Four library reds at Bedell Cellars
Bedell Cellars is one of the true jewels of the North Fork wine industry. You have history — it was founded in 1980 by Kip Bedell who still serves as founding winemaker. You have an influx of new capital — the result of Michael Lynne purchasing the winery in 2000. And you have terrific wines coming out of a state-of-the-art winery and modern tasting room.
One thing seems to be a constant through the many changes Bedell Winery has gone through in recent years — quality wines that are among the region’s best.
On a recent visit that sleek, modern tasting room I tasted a bit of the winery's past — nine different reds from the 1993, 1994 and 1995 — and the winery's present, meaning current and new releases.
Out of the two dozen wines I tasted, there wasn’t a single wine that I’d call a clunker. Yes, some of the library wines are clearly past peak, and some of the current releases aren’t good matches to my palate stylistcally (aka barrel-fermented chardonnay and reds showing too much new oak). But none of these wines will make you head for the hills.
Today, we'll focus on the older wines, many of which seemed much younger than they are. The merlots in particular seems to be aging gracefully, taking on beautiful secondary flavors that are earthy and minerally. The 1995s in particuarlly really stood out, which is that surprising.
Before there were the celebrated vintages of 2001, 2005 and 2007, there was 1995 the best vintage ever for Long Island wine to that point.
As I tasted them, I found it hard believe that I was a junior in college when these wines were harvested. That just seems like a lifetime ago, and these wines were still lively. You already know that I don't do full reviews and scores based on at-winery tastings, but here are my notes on three reds from 1995.
The Bedell Cellars 1995 Cabernet Sauvignon ($N/A) is still showing lots of dark, ripe blackberry with sprinklings of black pepper and spice. Mouth-filling with a long, extremely earthy finish, this wine still has enough structure to last another few years. I wrote the word “wow” three separate times in my notes.
I also scribbled “wow” multiples as I tasted the Bedell Cellars 1995 Merlot Reserve ($N/A) a wine that really shows the cellar-worthiness of Long Island merlot with its dense plum, black cherry and black raspberry fruit character with layers of leather, minerally graphite and spice. Here's proof that Long Island merlot can age gracefully —improving rather than just surviving.
Bedell Cellars 1995 Cupola ($N/A) a blend of cabernet and merlot, is that last "wow" wine from the tasting. Tasted blind, I challenge you to guess that this wine is 13 years old. The nose brings a basket filled with berries — black and red ones — with a pretty floral quality. That fruit tastes almost sweet on the palate, and while the tannins have faded some, there is still acidity to provide structure.

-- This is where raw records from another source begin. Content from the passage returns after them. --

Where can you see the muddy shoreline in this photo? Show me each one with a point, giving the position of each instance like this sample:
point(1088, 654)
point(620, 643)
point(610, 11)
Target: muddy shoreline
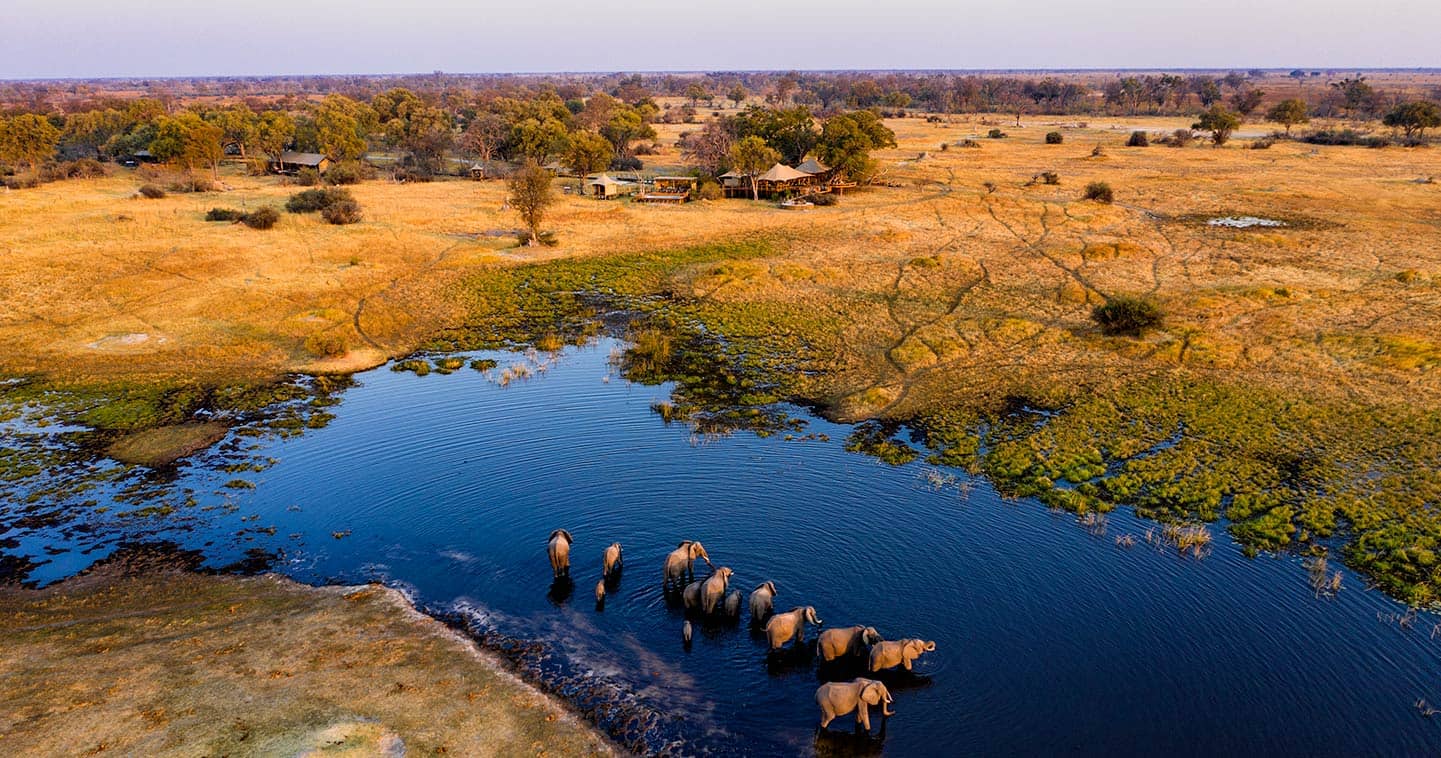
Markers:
point(144, 654)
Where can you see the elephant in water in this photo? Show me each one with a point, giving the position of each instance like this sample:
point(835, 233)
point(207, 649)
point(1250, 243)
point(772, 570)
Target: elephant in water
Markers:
point(712, 592)
point(763, 603)
point(840, 698)
point(559, 549)
point(846, 641)
point(732, 604)
point(791, 624)
point(611, 562)
point(898, 653)
point(680, 562)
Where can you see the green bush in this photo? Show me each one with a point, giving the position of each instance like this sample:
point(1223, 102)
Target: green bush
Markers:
point(316, 199)
point(261, 218)
point(1100, 192)
point(342, 212)
point(224, 213)
point(1127, 314)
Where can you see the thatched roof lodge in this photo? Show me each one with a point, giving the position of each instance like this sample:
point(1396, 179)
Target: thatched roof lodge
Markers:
point(605, 188)
point(291, 162)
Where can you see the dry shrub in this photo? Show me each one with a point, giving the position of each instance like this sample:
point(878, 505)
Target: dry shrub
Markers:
point(262, 218)
point(342, 212)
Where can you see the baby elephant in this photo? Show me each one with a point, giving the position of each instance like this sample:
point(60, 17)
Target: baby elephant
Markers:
point(846, 641)
point(712, 592)
point(732, 604)
point(611, 562)
point(763, 603)
point(791, 624)
point(559, 549)
point(680, 562)
point(840, 698)
point(898, 653)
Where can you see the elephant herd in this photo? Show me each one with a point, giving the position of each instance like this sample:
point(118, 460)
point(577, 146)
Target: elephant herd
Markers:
point(714, 598)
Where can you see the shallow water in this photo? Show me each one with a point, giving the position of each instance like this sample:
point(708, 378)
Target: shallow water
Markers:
point(1051, 639)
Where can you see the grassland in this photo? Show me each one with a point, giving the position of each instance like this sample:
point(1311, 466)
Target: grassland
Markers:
point(1291, 388)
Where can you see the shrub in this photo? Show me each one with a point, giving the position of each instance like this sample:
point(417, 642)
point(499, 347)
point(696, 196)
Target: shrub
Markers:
point(261, 218)
point(348, 172)
point(224, 213)
point(342, 212)
point(326, 345)
point(1100, 192)
point(1127, 314)
point(316, 199)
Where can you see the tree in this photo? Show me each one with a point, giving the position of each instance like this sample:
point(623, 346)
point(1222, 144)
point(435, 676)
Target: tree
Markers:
point(274, 133)
point(588, 153)
point(737, 95)
point(1288, 113)
point(846, 141)
point(189, 141)
point(483, 136)
point(531, 195)
point(28, 139)
point(1219, 123)
point(751, 156)
point(1414, 117)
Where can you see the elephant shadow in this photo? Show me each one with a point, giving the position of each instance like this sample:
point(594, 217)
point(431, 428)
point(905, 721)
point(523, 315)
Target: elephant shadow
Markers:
point(561, 590)
point(836, 744)
point(790, 659)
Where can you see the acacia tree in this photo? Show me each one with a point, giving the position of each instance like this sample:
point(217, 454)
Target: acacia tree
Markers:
point(1414, 117)
point(531, 195)
point(588, 153)
point(189, 141)
point(274, 131)
point(751, 156)
point(846, 141)
point(1288, 113)
point(1219, 123)
point(28, 139)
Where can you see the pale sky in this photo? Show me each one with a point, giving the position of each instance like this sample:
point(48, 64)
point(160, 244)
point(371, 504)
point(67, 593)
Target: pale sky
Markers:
point(182, 38)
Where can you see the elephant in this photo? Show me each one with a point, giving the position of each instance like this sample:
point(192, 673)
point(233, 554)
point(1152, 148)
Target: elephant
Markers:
point(791, 624)
point(898, 653)
point(732, 604)
point(611, 562)
point(559, 549)
point(712, 592)
point(846, 641)
point(763, 603)
point(680, 562)
point(692, 595)
point(840, 698)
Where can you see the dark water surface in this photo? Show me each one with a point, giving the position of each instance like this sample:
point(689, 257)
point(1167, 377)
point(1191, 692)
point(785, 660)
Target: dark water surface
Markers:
point(1051, 639)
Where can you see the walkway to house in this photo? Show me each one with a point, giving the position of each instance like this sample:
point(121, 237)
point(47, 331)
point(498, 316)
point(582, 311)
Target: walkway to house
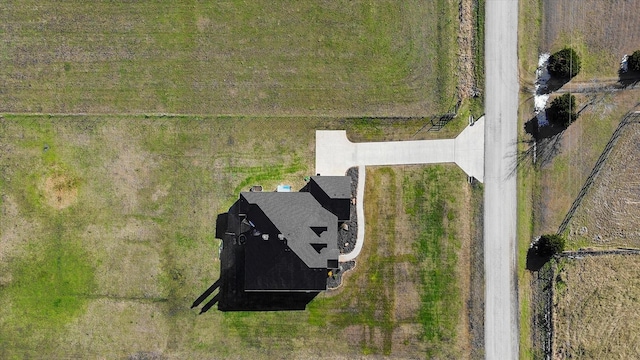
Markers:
point(335, 154)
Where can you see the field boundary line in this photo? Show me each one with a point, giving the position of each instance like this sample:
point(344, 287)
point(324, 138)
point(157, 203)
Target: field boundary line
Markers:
point(631, 117)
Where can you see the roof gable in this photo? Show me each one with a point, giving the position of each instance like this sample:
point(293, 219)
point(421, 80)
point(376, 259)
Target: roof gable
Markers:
point(336, 187)
point(306, 228)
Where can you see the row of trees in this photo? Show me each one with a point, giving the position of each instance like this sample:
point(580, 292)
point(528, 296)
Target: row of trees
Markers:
point(564, 65)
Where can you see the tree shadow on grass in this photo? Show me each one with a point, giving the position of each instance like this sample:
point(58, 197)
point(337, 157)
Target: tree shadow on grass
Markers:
point(535, 262)
point(628, 78)
point(552, 85)
point(548, 141)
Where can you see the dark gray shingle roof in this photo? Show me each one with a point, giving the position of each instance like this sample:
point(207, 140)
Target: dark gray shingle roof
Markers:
point(337, 187)
point(301, 219)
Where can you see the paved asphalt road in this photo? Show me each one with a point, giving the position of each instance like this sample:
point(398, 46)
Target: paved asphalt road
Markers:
point(501, 121)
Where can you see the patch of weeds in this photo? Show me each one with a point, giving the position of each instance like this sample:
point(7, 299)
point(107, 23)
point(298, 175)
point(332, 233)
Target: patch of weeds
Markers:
point(260, 174)
point(51, 284)
point(364, 129)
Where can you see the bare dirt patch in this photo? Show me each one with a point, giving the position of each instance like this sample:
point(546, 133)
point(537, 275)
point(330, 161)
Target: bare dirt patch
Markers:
point(573, 154)
point(61, 190)
point(610, 213)
point(597, 308)
point(601, 31)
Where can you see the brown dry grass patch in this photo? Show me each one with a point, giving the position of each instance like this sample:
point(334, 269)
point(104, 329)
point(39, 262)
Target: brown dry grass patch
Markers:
point(578, 148)
point(61, 190)
point(597, 308)
point(601, 31)
point(609, 214)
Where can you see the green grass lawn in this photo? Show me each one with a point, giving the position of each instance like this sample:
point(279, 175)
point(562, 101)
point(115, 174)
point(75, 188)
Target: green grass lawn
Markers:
point(340, 58)
point(107, 238)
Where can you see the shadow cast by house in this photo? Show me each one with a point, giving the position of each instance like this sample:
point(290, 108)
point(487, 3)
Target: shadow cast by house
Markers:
point(279, 248)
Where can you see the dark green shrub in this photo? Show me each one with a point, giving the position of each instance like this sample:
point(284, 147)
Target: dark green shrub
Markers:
point(564, 64)
point(549, 245)
point(633, 62)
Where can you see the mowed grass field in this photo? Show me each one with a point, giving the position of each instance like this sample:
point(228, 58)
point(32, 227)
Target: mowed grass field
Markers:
point(107, 231)
point(597, 308)
point(338, 58)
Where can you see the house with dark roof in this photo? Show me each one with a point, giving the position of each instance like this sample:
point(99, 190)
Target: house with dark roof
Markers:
point(278, 248)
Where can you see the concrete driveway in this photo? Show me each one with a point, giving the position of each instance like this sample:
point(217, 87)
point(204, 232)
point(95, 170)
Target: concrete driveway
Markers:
point(335, 154)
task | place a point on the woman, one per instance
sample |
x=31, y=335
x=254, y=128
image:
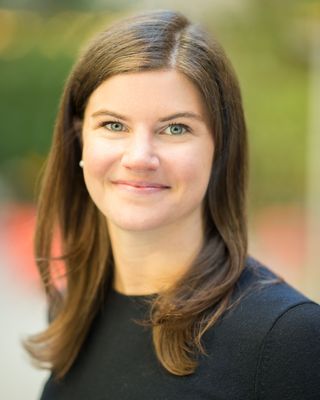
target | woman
x=145, y=184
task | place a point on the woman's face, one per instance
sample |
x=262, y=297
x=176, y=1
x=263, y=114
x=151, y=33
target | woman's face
x=147, y=150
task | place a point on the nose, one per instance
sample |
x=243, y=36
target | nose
x=139, y=154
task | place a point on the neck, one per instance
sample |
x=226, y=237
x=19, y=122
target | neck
x=147, y=262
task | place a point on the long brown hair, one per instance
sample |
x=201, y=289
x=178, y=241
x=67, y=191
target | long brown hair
x=180, y=315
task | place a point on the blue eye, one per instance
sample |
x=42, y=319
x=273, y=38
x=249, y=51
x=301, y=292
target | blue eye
x=176, y=129
x=114, y=126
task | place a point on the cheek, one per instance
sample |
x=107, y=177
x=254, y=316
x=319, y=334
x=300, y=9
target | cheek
x=195, y=168
x=98, y=158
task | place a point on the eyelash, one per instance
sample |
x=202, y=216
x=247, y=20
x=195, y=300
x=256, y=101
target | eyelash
x=185, y=127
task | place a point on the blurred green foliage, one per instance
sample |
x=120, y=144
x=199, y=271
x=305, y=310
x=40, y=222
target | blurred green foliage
x=263, y=40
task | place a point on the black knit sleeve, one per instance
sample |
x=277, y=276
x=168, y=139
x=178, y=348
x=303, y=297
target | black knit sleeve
x=289, y=365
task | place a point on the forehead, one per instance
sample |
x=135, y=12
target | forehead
x=156, y=92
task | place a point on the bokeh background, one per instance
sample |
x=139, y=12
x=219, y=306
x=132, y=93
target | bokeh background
x=275, y=49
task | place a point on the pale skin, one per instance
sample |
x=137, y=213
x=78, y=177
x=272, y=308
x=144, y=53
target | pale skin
x=146, y=176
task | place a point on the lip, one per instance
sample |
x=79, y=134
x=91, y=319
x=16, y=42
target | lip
x=140, y=186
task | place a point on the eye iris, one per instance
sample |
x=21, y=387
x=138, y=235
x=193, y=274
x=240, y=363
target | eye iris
x=116, y=126
x=176, y=129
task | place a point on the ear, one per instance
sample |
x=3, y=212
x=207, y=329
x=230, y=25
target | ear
x=77, y=126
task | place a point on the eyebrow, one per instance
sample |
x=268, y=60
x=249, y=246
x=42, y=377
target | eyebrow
x=186, y=114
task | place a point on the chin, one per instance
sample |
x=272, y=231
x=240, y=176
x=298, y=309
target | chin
x=137, y=224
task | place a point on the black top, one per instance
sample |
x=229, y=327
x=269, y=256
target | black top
x=266, y=348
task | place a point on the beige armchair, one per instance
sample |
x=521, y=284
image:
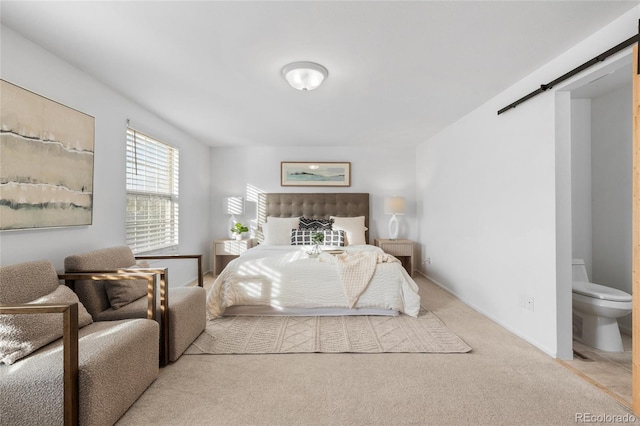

It's not easy to get your hands on these wines, but if you can, I can't recommend it enough.
Sometime soon, I'll post about some of the current releases that impressed, including a couple 2007 merlots that are going to surprise a few people. One just might be a new benchmark for Long Island merlot.
Note: This actually wasn't the first time that I had tasted some older Bedell wines. Way back in 2004 when my blog was just a few months old, I tasted 17 years of merlot with Kip Bedell.